@Zack Kahl
The situation across all of western Canada (coming to a GTA near you soon!) is a grossly overbuilt oversupplied condo market. So let’s play this out for a decade or so..
You’ve got condo corps where owners are watching their investment drop in value monthly, in many cases by as much or more than what their mortgage payment is. Paying $1,000 for your mortgage? Your condo likely dropped ~ $1k value last month too. So what happens for the next ten years or so? Remember, new condo builds have barely slowed at all, and in some cases (SK) haven’t slowed even a little bit. So,.. the situation will get worse.

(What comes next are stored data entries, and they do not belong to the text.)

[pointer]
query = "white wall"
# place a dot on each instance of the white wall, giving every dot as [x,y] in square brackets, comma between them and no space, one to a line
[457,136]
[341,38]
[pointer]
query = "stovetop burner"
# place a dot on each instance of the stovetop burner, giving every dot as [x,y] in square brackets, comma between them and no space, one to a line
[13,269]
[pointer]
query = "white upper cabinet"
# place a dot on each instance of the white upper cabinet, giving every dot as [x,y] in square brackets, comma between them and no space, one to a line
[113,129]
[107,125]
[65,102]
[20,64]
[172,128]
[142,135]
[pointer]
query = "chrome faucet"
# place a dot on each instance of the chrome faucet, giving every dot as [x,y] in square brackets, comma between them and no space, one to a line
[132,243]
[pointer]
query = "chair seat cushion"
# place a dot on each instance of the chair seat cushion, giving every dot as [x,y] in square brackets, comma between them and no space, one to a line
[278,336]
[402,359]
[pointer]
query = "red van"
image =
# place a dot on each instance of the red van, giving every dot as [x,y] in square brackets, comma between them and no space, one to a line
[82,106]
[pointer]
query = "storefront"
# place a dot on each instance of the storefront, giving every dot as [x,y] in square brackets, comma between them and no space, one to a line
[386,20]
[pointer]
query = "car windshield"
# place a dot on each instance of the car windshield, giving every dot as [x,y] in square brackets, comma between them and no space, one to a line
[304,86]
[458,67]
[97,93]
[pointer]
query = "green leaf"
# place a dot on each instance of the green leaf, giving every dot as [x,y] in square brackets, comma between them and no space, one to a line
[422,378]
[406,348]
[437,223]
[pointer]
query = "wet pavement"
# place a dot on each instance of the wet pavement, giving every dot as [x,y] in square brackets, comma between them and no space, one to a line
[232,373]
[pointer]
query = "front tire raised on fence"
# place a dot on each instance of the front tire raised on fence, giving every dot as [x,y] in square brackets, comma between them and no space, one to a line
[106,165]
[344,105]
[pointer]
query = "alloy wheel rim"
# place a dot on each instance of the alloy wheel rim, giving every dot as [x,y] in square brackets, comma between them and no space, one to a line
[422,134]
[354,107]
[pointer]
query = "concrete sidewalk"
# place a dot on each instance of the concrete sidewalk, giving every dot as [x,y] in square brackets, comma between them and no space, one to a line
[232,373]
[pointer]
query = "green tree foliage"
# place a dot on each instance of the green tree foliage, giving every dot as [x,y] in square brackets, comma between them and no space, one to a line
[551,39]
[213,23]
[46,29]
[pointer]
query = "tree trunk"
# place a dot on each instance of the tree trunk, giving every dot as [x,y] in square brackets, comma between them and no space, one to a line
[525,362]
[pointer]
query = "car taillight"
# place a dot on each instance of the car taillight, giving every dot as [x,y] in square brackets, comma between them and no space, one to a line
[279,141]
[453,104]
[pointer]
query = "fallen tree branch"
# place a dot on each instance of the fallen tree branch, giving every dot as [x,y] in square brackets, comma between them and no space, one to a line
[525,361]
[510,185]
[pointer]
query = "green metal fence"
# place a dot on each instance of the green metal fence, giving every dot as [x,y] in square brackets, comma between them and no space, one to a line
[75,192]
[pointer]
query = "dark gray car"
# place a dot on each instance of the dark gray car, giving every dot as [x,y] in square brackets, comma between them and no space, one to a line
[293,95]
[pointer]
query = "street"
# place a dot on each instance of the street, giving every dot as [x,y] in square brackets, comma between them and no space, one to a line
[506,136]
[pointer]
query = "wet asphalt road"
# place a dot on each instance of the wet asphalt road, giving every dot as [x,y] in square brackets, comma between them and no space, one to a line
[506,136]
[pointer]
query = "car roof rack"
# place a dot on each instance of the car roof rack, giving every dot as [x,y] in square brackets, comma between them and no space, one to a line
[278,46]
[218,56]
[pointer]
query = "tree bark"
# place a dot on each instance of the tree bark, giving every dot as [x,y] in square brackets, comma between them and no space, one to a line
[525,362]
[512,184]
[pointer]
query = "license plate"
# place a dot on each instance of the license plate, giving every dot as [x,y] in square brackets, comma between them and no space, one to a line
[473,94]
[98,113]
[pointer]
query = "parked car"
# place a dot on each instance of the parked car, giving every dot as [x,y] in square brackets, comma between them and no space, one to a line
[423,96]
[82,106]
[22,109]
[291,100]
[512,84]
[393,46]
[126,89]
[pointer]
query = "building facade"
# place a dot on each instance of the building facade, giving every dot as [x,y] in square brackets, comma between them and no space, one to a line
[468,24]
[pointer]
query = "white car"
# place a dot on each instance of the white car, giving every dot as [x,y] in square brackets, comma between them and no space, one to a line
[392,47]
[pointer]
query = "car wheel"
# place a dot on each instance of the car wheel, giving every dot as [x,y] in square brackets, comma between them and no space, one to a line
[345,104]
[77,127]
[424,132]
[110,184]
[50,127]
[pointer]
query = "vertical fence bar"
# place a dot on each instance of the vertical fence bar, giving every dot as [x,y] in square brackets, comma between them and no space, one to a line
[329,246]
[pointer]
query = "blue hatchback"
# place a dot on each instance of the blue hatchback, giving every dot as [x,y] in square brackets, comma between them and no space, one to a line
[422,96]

What does this mean to your Corp? Well, it likely means the board will do their best to keep fee increases to a minimum being conscious of people’s concerns about paying $600 monthly to service a condo that used to be done for $400 monthly and now is worth 20% less than it used to be. So, some corps will freeze fees for a while. This is going to put pressure on your reserve fund more than usual.
Why do you care about that?
Well, because if you own a condo right now, you’re not only going to watch the value slowly decline for the next ten years but you’re going to watch the reserve slowly deplete for the next decade also. So when it comes time to exit... you’re going to have a condo valued even less than when you purchased, with little or not much of any reserve fund, and since it dropped in value monthly by something somewhat comparable to your mortgage payment (which is P&I) you’re quite likely underwater.

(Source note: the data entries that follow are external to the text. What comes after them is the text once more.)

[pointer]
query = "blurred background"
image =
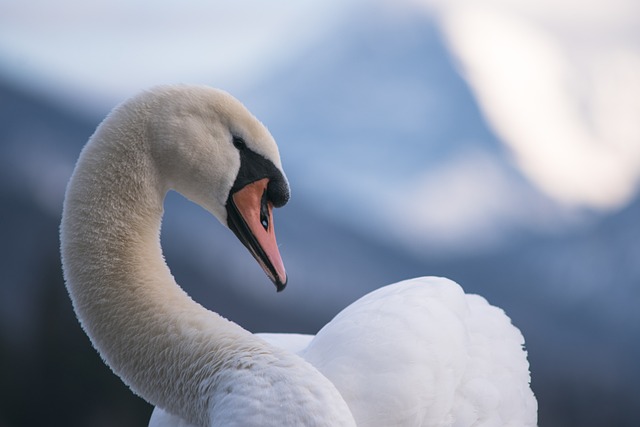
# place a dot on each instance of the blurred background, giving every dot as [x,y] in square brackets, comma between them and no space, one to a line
[496,142]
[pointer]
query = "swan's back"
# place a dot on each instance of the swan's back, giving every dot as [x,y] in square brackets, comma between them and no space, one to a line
[422,353]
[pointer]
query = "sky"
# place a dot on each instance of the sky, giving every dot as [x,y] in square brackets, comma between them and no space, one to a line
[558,82]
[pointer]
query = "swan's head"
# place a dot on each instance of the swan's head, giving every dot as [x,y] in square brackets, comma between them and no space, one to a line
[211,149]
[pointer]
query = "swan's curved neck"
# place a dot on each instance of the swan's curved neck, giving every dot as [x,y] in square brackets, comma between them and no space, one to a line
[167,348]
[159,341]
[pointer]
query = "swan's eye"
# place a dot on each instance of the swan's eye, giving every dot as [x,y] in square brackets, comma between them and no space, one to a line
[239,143]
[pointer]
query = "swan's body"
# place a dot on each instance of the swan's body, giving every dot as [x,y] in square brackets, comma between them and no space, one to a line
[414,353]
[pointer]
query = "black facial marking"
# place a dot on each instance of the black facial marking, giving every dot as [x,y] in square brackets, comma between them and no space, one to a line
[254,167]
[239,143]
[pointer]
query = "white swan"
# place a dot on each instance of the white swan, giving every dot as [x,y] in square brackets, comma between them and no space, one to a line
[419,352]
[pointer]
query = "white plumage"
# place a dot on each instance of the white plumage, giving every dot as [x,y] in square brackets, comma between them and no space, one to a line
[423,353]
[416,353]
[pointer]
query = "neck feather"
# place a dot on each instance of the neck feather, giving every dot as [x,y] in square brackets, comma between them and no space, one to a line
[170,350]
[165,346]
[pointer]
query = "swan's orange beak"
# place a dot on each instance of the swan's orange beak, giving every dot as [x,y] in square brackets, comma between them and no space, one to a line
[250,218]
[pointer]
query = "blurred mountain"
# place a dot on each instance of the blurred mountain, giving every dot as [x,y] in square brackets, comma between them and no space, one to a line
[573,293]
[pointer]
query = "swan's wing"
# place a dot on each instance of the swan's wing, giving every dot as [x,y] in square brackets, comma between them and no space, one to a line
[294,343]
[160,418]
[421,352]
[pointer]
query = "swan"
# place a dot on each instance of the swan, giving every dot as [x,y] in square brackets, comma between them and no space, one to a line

Super cool, right? (<—- sarcasm font)
So unless you’re buying a condo for less than what it will be worth 10 years from now and using a calculation of ~2% on a declining basis annually... I wouldn’t even consider it. Even then,.. you’re taking more risk than necessary.
When there are areas and asset classes that will be slowly appreciating, why in the world would anyone buy something that’s going to bleed you monthly?